With the capital transfered to Rome the hotel lost fame, until the 80s of the twentieth century, when major renovation was initiated. The recovery process culminated in the discovery of the memories of nineteenth-century building, and finally a historical and real estate structure of greatest value returned to the city.
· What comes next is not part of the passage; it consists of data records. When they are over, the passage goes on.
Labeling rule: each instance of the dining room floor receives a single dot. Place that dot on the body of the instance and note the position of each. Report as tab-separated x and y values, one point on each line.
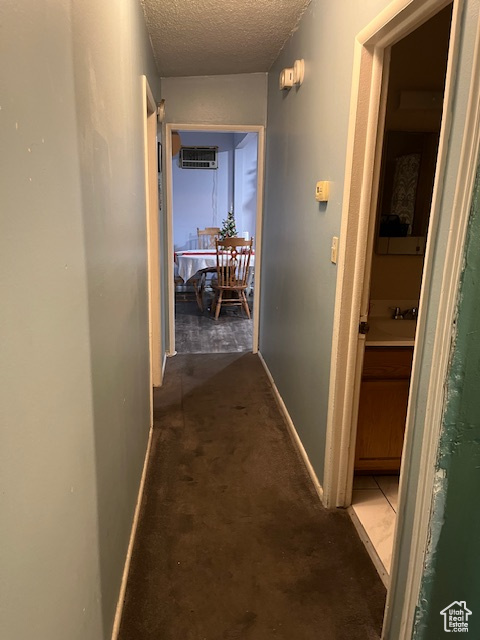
199	332
232	539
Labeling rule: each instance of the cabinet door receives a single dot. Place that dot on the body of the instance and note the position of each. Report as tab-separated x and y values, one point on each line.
381	424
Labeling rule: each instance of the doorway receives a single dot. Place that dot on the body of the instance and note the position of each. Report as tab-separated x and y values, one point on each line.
201	202
362	180
413	96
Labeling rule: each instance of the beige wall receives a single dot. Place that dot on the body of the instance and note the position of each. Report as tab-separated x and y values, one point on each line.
396	277
74	375
227	99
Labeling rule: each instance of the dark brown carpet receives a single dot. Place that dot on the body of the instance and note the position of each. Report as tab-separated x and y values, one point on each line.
232	542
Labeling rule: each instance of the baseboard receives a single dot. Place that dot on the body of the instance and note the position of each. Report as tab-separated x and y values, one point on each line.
362	534
293	431
133	532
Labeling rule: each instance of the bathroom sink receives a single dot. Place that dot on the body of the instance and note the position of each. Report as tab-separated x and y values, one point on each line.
395	328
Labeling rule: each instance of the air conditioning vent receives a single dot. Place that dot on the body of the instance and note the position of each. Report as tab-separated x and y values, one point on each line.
198	157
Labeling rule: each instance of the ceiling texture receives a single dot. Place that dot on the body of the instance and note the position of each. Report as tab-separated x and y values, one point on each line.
213	37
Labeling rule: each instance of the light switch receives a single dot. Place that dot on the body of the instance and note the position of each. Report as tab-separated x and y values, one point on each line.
334	251
322	191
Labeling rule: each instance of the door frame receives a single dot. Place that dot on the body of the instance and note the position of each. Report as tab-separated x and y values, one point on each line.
153	237
222	128
395	22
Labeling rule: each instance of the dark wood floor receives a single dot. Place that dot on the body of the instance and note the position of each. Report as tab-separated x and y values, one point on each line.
199	332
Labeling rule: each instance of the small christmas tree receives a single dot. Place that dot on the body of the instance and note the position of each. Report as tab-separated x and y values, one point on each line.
229	229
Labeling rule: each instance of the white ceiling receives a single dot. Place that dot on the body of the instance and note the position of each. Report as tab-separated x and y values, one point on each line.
212	37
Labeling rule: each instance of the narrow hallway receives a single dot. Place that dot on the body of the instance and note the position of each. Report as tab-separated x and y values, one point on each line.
232	540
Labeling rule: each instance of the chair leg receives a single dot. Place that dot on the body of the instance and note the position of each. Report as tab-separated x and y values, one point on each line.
245	304
199	286
219	304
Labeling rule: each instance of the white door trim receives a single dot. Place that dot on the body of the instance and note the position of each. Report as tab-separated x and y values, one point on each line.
399	18
260	131
152	226
466	174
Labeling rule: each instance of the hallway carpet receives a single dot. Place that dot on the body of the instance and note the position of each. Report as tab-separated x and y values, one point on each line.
232	542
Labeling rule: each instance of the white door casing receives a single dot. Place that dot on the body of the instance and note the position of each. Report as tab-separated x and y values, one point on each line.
361	181
260	131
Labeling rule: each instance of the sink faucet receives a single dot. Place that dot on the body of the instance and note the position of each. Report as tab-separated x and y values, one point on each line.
408	314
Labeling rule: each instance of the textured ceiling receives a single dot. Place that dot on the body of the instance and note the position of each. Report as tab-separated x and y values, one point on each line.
211	37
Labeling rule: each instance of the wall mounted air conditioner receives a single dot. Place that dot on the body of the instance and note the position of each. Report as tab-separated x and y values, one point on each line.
198	157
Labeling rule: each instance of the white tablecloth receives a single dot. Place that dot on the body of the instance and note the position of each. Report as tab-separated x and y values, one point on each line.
189	262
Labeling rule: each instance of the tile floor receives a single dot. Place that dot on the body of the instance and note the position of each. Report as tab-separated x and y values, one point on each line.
374	502
199	332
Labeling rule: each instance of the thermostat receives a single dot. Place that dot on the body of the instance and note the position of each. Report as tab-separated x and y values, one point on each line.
322	191
286	78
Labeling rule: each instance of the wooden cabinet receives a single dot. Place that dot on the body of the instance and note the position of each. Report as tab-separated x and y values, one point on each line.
383	408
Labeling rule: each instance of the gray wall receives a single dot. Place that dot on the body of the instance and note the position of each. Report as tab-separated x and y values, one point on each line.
74	378
233	99
306	142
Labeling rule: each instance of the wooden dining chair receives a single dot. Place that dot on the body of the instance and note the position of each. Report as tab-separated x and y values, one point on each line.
231	281
206	237
206	240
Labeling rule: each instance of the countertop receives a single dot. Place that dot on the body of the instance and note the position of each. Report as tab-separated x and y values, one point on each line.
386	332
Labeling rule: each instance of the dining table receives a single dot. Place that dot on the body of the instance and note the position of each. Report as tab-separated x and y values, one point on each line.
193	260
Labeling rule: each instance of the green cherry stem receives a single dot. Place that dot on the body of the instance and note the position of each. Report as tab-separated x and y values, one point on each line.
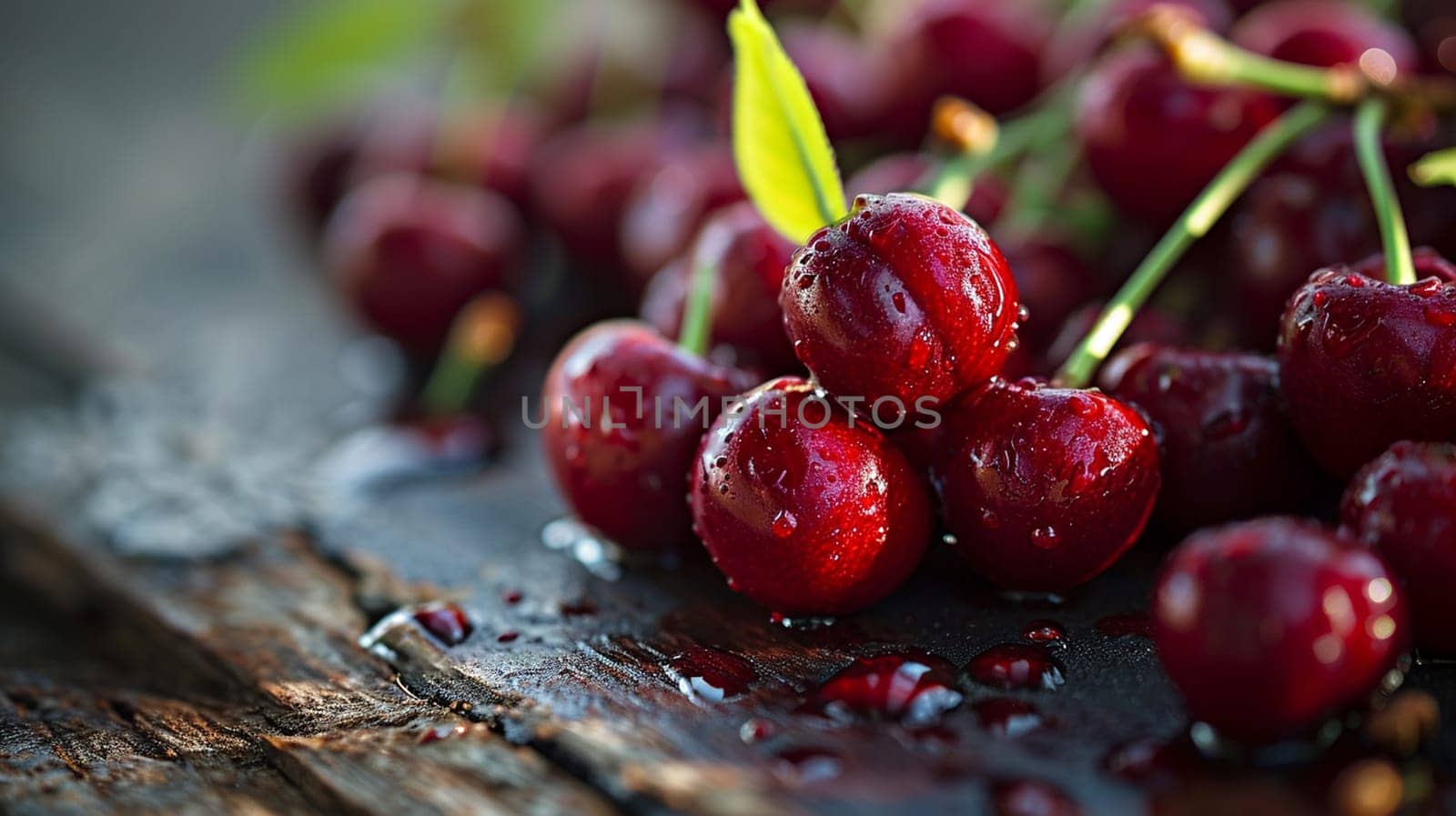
1394	239
482	337
1194	223
698	311
1046	124
1205	57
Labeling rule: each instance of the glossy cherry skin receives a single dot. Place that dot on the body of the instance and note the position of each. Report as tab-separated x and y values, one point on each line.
803	519
903	298
987	51
1228	451
1281	227
628	479
1045	488
1052	282
1322	32
1404	505
905	172
1365	364
672	203
410	252
749	257
1269	627
1154	140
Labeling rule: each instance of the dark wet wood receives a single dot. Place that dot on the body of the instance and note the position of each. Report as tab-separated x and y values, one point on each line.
266	675
229	689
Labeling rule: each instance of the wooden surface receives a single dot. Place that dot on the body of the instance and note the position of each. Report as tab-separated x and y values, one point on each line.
187	572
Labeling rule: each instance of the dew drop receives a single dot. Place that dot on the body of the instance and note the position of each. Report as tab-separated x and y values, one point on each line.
1006	718
1439	317
1045	631
710	674
784	524
919	352
1046	537
915	690
1084	405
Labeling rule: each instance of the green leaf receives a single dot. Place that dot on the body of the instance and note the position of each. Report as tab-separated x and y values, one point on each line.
779	145
328	50
1436	169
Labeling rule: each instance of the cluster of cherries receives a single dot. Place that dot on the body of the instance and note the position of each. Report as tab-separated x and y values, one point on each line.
826	398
One of the treasures of Bernini Palace Hotel, is a large frescoed room on the first floor with portraits of the protagonists of the Italian Unification. It was the Buvette of Parliament, and today it is a prestigious Hall of hotel breakfasts. Along the walls you can see the faces of the greatest people: Garibaldi, in the center, is surrounded by many Tuscan celebrities such as Nero Corsini, the last minister of the Grand Duke of Tuscany, Cosimo Ridolfi and Giuseppe Montanelli, Vincenzo Salvagnoli and Manfredo Fanti, but also famous people from Piedmont, Cavour and Brofferio, Balbo and Gioberti, Lamarmora and Valerio, Giuseppe Farina. One can also find Daniele Manin, in a tribute to the hero of the Republic of San Marco in 1849. However, Giuseppe Mazzini is absent for being too faithful to the ideals of Republicans to swear allegiance to the King and thus to be able to set foot in the Parliament. On the ground floor, during the restoration of the late eighties, a sixteenth-century open gallery was discovered, which had been almost completely hidden from view before. Another discovery was a series of niches decorated with female heads coiffed with curious hats, in memory of a former exhibition in the lobby of the hotel in the early 1900s.
History: Florence, the capital
November 18, 1864: this date will forever be etched in the historical memory of the Florentines. The Italian Parliament approved a law that transferred the capital from Turin to Florence. It came unexpectedly, and lasted for only six years, until 1970. The city came out radically transformed: parliamentarians and senior members of the kingdom, officials of various ministries with families in tow arrived in the city, and suddenly Florence got on international stage. The Chamber was situated in Palazzo Vecchio, and the Senate - in the theater of Palazzo Pitti.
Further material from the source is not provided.